Most of the crowd up on Barrett was going to the mall; it was jaw-dropping. It continually astonishs me every year how many people leave Christmas shopping till the last minute--and how much importance they put on the excursion. I know we are bombarded from October onward with this buy-buy-buy mentality, but it's extraordinary. And I know why these people hate Christmas. To me Christmas is a nice, friendly holiday. You listen to special music, put up colorful decorations, visit friends and family, make goodies you don't ordinarily make during the rest of the year, and buy a small, appropriate gift for certain people that you like. But so many people make it a contest: give the most gifts (and max your credit card out on them), put up the prettiest decorations, cook the finest meal, make the most cookies...for cryin' out loud, you're supposed to be having fun here! It's like sports: they're supposed to be for fun, and people make it into this life-and-death thing and harass their children who don't win.
I'm sorry so many children are getting initiated into this "you get expensive things or nothing" lifestyle. Looking back, I remember getting many nice gifts at Christmas: a television one year, a tape recorder another, the crowning glory--my typewriter--yet another. But not one of my special Christmas memories has anything to do with a gift! It's scents and colorful lights and family gatherings and Italian baked goods and sometimes snow and going to church on Christmas Eve and the surprise on Mom and Dad's face when I gave them a present.
In that vein, I bought a new book at Border's, I Saw Mommy Kicking Santa Claus, which is supposed to be a humorous book about how to cope with all this crass materialism and competition at Christmas.

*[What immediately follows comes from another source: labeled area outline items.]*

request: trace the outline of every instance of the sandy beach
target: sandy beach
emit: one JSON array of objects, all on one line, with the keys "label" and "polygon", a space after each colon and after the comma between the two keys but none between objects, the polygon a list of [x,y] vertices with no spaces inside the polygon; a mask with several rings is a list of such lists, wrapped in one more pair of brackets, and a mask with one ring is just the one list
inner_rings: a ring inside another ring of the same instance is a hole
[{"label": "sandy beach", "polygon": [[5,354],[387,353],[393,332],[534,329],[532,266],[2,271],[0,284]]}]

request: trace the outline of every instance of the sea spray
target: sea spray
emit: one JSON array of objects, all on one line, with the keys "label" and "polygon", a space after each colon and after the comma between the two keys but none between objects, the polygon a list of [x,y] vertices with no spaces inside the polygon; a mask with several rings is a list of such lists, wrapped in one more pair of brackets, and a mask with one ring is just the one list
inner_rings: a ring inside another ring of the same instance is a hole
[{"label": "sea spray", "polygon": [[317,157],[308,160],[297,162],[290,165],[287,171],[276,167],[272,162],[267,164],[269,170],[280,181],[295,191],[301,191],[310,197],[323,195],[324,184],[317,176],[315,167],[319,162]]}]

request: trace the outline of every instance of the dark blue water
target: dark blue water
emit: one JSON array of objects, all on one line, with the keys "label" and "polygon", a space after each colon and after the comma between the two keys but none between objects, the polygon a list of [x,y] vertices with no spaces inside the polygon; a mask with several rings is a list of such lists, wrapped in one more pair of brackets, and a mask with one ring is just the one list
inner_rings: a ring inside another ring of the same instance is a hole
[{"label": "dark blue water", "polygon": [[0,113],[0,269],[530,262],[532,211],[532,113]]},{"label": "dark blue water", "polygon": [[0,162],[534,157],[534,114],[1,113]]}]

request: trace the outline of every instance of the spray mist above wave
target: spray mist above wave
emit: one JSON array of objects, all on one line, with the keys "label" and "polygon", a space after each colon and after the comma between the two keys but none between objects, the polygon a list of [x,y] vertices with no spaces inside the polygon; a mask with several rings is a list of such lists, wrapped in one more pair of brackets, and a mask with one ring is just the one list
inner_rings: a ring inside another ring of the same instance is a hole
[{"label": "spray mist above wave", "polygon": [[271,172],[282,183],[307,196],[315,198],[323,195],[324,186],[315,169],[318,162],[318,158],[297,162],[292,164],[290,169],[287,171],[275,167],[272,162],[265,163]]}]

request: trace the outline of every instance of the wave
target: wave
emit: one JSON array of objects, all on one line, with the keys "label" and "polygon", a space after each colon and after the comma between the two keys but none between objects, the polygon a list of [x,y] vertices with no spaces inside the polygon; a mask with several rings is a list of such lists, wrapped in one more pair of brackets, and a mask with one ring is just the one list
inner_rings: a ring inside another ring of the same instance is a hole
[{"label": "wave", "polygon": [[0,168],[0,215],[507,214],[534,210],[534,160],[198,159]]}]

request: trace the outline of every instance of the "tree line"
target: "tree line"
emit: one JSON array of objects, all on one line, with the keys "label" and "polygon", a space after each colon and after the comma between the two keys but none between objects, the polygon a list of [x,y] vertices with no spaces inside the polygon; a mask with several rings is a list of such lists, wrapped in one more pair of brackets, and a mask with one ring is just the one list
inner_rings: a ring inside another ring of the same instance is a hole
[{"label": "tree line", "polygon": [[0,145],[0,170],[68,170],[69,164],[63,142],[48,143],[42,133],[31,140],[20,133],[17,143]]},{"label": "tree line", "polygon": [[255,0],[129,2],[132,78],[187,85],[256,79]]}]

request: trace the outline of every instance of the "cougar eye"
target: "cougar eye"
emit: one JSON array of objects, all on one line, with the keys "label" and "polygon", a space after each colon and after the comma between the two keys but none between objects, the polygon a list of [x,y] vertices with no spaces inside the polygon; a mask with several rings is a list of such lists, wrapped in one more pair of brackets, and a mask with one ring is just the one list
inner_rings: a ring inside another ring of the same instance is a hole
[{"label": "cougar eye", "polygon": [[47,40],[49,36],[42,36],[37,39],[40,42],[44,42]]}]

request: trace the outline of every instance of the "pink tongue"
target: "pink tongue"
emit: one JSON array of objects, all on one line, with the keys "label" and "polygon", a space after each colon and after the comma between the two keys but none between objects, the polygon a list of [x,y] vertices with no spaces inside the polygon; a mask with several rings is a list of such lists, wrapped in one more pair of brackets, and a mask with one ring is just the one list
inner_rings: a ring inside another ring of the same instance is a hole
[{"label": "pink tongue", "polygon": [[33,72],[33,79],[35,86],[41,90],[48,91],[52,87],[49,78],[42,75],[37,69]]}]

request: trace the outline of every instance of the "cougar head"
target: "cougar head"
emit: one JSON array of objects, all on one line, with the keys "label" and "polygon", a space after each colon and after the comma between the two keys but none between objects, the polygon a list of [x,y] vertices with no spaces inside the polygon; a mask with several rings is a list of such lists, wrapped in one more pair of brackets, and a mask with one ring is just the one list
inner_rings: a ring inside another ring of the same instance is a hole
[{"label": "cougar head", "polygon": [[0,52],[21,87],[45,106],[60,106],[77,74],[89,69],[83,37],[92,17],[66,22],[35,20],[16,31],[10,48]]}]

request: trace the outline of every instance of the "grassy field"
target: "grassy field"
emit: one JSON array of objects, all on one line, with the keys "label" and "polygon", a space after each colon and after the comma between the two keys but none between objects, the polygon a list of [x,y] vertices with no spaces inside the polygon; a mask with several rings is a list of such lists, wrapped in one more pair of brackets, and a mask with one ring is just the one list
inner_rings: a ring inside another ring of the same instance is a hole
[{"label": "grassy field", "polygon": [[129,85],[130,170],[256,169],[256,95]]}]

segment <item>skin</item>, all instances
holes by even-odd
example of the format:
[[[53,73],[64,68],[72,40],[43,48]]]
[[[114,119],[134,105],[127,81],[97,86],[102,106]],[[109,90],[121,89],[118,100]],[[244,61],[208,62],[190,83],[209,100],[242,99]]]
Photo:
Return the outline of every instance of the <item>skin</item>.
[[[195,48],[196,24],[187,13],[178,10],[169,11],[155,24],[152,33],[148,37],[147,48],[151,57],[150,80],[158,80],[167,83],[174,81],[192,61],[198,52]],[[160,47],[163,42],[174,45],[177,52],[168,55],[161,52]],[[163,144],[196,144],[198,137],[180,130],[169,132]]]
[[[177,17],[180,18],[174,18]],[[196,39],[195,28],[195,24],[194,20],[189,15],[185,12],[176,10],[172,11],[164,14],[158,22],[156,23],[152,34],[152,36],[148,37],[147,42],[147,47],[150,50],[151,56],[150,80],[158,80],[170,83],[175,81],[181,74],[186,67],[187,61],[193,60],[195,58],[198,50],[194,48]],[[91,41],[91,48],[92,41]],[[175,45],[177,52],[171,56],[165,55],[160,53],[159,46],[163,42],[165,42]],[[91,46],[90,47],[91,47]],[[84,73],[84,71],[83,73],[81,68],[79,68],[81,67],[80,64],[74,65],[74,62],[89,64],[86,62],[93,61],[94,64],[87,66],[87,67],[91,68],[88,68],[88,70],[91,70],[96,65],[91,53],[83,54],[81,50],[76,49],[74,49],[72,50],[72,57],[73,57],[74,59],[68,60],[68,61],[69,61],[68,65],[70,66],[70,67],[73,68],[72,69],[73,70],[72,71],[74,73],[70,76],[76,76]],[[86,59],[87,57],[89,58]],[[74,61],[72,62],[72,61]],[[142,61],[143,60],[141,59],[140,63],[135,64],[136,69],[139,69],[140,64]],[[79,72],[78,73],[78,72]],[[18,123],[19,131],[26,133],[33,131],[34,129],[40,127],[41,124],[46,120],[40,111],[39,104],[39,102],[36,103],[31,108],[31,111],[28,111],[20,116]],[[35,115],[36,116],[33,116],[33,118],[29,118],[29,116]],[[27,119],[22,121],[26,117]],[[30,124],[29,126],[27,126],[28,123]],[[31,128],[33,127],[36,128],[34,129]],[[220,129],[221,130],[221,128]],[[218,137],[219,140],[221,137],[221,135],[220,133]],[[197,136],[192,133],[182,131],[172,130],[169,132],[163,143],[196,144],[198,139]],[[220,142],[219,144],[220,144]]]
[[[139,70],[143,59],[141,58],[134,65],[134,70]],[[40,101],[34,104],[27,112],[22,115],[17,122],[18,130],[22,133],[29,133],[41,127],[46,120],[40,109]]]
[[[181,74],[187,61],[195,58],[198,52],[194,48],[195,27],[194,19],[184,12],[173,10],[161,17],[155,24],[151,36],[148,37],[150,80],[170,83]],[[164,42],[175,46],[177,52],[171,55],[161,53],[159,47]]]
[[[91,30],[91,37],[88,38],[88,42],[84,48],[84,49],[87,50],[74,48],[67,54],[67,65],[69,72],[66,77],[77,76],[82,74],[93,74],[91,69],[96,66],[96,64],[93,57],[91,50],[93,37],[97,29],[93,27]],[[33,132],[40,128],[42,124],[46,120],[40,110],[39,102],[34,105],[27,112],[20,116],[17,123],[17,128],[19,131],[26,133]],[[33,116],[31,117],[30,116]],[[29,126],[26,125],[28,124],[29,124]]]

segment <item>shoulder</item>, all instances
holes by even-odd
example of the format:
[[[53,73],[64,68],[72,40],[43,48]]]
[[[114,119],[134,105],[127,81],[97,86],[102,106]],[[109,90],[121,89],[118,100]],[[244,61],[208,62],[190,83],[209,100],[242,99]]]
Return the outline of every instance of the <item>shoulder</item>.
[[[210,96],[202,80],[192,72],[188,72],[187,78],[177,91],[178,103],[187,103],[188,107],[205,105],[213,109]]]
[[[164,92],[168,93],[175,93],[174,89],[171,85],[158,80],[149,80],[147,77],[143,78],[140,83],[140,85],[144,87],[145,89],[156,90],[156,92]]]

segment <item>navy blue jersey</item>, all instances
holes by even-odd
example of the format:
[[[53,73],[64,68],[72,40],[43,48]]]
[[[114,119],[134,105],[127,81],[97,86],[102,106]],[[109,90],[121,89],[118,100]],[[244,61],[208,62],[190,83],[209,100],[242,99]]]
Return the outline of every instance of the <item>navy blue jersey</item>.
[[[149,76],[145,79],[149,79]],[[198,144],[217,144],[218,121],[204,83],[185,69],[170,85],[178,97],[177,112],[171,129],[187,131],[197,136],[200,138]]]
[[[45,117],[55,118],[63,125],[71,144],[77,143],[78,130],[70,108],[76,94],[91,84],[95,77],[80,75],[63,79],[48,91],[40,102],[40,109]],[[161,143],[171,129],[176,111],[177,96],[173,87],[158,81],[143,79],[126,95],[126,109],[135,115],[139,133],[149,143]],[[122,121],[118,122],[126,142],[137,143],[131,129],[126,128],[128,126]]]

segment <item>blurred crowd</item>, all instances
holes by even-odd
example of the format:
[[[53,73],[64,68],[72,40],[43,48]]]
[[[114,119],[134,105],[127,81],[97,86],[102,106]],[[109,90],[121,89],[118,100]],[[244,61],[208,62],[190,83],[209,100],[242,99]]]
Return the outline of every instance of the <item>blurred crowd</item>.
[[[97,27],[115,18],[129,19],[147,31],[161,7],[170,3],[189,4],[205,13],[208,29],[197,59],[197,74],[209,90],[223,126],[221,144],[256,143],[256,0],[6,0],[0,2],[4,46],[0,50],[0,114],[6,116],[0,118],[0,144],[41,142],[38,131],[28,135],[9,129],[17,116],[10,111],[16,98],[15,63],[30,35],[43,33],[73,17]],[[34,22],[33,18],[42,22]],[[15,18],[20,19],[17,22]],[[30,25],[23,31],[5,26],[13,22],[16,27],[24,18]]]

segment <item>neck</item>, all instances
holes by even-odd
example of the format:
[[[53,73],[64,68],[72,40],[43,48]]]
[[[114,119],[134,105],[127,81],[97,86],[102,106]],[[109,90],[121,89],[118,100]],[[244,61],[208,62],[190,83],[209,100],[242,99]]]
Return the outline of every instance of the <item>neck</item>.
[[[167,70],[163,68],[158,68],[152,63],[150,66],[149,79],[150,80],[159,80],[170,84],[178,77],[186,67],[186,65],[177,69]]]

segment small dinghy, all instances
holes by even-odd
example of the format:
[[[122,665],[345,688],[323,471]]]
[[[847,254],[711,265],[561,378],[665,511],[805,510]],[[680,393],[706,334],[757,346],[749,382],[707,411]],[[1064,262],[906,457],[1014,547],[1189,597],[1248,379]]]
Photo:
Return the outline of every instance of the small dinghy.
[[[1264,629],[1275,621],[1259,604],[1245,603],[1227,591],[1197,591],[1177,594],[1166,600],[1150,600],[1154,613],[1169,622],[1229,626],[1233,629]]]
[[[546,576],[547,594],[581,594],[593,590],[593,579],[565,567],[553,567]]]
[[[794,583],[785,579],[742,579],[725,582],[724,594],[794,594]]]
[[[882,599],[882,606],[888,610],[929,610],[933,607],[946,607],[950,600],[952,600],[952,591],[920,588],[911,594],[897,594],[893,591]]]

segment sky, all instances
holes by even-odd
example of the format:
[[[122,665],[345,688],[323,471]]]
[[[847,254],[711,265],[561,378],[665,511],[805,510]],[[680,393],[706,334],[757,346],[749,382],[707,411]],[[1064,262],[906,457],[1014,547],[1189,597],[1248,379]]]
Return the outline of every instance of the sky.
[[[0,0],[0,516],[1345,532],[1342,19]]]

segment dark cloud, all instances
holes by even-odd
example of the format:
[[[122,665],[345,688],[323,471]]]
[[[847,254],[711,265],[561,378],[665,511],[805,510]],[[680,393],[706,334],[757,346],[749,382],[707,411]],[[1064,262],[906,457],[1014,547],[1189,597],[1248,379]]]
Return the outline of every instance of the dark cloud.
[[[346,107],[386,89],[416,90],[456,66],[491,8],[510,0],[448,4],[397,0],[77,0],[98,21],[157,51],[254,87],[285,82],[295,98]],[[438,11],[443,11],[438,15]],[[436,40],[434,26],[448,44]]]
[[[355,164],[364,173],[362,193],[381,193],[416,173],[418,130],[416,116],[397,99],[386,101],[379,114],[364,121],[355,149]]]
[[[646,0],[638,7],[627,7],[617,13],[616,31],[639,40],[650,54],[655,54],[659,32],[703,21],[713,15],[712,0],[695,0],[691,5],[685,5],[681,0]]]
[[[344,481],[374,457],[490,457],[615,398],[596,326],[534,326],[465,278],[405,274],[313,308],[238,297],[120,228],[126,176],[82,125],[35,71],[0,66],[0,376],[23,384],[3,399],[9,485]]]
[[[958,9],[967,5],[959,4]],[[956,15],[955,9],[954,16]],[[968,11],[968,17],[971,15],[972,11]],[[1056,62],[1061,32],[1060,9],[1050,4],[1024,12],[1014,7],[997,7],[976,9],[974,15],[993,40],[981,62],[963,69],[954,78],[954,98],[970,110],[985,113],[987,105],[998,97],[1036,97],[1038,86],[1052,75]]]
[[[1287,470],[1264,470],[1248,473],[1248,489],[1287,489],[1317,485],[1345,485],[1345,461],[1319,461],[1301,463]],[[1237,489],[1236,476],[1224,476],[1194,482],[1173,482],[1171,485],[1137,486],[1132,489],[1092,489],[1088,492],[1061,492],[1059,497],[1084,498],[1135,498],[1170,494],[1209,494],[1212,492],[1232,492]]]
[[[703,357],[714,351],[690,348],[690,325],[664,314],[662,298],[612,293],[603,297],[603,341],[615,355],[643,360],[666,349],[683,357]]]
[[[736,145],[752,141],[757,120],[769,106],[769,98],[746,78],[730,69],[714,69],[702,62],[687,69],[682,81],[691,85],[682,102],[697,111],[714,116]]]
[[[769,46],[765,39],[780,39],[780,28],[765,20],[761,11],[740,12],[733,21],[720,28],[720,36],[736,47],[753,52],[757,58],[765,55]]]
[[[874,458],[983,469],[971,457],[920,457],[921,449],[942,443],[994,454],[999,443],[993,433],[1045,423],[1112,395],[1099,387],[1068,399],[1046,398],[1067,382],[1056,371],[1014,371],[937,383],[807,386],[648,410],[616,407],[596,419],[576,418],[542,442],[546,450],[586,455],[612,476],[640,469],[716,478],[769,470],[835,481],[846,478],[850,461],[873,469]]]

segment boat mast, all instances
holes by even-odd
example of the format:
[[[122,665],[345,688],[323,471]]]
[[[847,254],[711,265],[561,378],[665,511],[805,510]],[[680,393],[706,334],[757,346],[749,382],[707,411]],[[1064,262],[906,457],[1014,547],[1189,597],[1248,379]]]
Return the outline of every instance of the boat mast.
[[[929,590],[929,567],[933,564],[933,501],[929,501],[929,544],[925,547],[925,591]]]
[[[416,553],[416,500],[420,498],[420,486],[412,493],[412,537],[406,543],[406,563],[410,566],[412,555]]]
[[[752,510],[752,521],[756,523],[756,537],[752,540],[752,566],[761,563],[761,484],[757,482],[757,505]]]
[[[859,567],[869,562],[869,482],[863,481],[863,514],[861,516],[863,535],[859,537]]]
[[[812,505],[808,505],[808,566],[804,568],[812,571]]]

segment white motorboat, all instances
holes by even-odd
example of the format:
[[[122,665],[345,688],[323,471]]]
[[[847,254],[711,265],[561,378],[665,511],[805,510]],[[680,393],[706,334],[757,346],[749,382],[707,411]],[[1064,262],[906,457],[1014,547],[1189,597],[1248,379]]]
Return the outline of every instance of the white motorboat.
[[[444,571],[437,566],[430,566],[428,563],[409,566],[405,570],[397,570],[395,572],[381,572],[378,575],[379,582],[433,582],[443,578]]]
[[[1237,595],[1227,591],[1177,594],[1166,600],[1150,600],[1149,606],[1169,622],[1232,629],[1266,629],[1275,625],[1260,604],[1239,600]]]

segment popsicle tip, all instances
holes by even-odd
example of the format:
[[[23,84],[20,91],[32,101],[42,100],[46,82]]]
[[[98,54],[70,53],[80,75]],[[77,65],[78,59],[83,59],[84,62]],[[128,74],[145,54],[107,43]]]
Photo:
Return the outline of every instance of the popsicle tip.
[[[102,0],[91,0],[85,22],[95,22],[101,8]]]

And it didn't matter that I skipped JoAnn at the end: I got some bits and pieces at Michael's and one at the Dollar Tree to do what I wanted: gather some things for a winter exhibit after Christmas. I have a little blue gateleg table in the den that right now holds our ceppo with the little Christmas tree full of Hallmark miniatures, plus a candy dish and some other Christmas decorations on some cotton batting. In the fall I had a fall bouquet and some autumn leaves and a little stuffed scarecrow on it, and before that it was a bouquet of lilacs and some little games (I don't decorate much for summer; it's a season I'd rather forget) and in the spring I had the Easter tree on it. I wanted a winter exhibit: I have a silver and blue bouquet and a stuffed snowman, and today bought some silver and blue branches and some pine needles and cones, a couple of statues of animals in the snow and little pine trees, and another stuffed snowman. It will look nice during January and February and the first part of March.